Using data on the "Ashcan School," we have an opportunity to study the market for art. What factors determine the value of a work of art? Use the data in the file ashcan_small. [Note: the file ashcan contains more variables.]

a. Define YEARS_OLD \(=\) DATE_AUCTN - CREATION, which is the age of the painting at the time of its sale. Use data on works that sold \((S O L D=1)\) to estimate the regression \(\ln (R H A M M E R)=\) \(\beta_{1}+\beta_{2}\) YEARS_OLD \(+e\). Construct a \(95 \%\) interval estimate for the percentage change in real hammer price given that a work of art is another year old at the time of sale. 

b. Test the null hypothesis that each additional year of age increases the "hammer price" by \(2 \%\), against the two-sided alternative. Use the \(5 \%\) level of significance.

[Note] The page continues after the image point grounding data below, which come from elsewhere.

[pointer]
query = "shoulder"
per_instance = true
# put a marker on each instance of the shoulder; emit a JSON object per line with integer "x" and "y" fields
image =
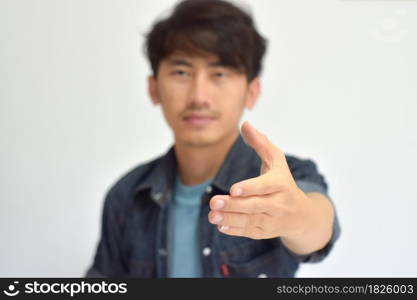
{"x": 122, "y": 190}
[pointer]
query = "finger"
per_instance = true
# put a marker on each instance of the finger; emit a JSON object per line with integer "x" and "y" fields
{"x": 247, "y": 205}
{"x": 267, "y": 183}
{"x": 255, "y": 233}
{"x": 267, "y": 151}
{"x": 236, "y": 219}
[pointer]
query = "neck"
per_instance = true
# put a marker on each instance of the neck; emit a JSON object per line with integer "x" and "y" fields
{"x": 197, "y": 164}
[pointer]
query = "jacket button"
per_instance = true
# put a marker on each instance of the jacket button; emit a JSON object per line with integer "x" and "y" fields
{"x": 162, "y": 252}
{"x": 157, "y": 196}
{"x": 206, "y": 251}
{"x": 209, "y": 189}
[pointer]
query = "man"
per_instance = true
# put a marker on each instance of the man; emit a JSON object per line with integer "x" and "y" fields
{"x": 218, "y": 203}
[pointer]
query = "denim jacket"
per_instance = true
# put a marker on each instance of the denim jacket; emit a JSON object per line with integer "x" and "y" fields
{"x": 133, "y": 241}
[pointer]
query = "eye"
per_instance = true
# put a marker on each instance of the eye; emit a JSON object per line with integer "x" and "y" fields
{"x": 179, "y": 72}
{"x": 219, "y": 74}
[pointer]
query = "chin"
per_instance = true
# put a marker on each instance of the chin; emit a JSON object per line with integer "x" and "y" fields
{"x": 198, "y": 139}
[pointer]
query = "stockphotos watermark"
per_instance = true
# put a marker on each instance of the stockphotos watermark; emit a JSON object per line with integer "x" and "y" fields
{"x": 71, "y": 289}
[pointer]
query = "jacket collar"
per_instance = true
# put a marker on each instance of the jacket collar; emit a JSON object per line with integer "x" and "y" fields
{"x": 241, "y": 163}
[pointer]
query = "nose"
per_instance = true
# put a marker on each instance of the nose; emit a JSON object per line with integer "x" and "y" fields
{"x": 199, "y": 91}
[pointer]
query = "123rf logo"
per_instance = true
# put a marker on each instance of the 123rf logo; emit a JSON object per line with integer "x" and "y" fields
{"x": 70, "y": 289}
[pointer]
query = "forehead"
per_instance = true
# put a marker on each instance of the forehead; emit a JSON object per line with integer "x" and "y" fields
{"x": 179, "y": 57}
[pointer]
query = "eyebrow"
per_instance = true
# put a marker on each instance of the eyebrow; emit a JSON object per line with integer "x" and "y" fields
{"x": 184, "y": 62}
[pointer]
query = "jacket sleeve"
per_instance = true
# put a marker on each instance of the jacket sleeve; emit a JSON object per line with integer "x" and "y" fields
{"x": 308, "y": 179}
{"x": 108, "y": 260}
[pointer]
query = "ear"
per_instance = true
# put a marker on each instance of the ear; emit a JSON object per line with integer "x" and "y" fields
{"x": 254, "y": 89}
{"x": 152, "y": 90}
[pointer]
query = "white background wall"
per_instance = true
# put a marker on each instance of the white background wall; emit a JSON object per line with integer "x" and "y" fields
{"x": 339, "y": 86}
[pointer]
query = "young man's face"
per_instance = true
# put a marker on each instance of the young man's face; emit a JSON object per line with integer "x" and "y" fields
{"x": 202, "y": 100}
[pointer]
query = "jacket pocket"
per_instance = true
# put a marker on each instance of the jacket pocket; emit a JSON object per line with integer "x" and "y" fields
{"x": 140, "y": 268}
{"x": 271, "y": 263}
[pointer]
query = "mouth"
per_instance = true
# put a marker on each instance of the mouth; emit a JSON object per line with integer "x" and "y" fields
{"x": 198, "y": 120}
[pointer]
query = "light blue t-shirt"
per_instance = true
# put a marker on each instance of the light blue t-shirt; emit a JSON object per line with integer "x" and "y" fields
{"x": 184, "y": 259}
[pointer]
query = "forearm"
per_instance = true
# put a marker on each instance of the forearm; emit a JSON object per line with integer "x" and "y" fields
{"x": 318, "y": 229}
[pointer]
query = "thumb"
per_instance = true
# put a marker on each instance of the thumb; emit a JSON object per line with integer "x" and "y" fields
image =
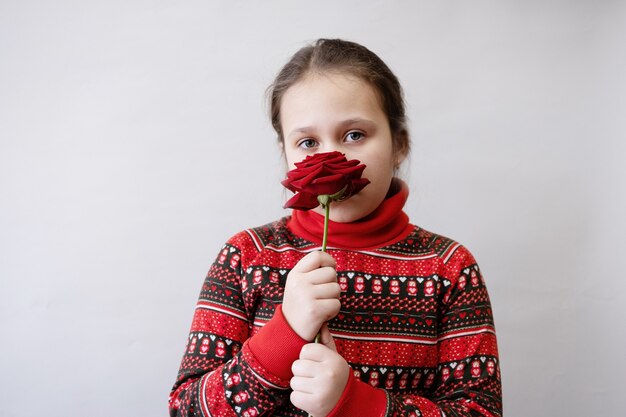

c. The variable \(D R E C\) is an indicator variable taking the value one if a sale occurred during a recession and is zero otherwise. Use data on works that sold \((S O L D=1)\) to estimate the regression model \(\ln (\) RHAMMER \()=\alpha_{1}+\alpha_{2}\) DREC \(+e\). Construct a \(95 \%\) interval estimate of the percentage reduction in hammer price when selling in a recession. Explain your finding to a client who is considering selling during a recessionary period.

d. Test the conjecture that selling a work of art during a recession reduces the hammer price by \(2 \%\) or less, against the alternative that the reduction in hammer price is greater than \(2 \%\). Use the \(5 \%\) level of significance. Clearly state the test statistic used, the rejection region, and the test \(p\)-value. What is your conclusion?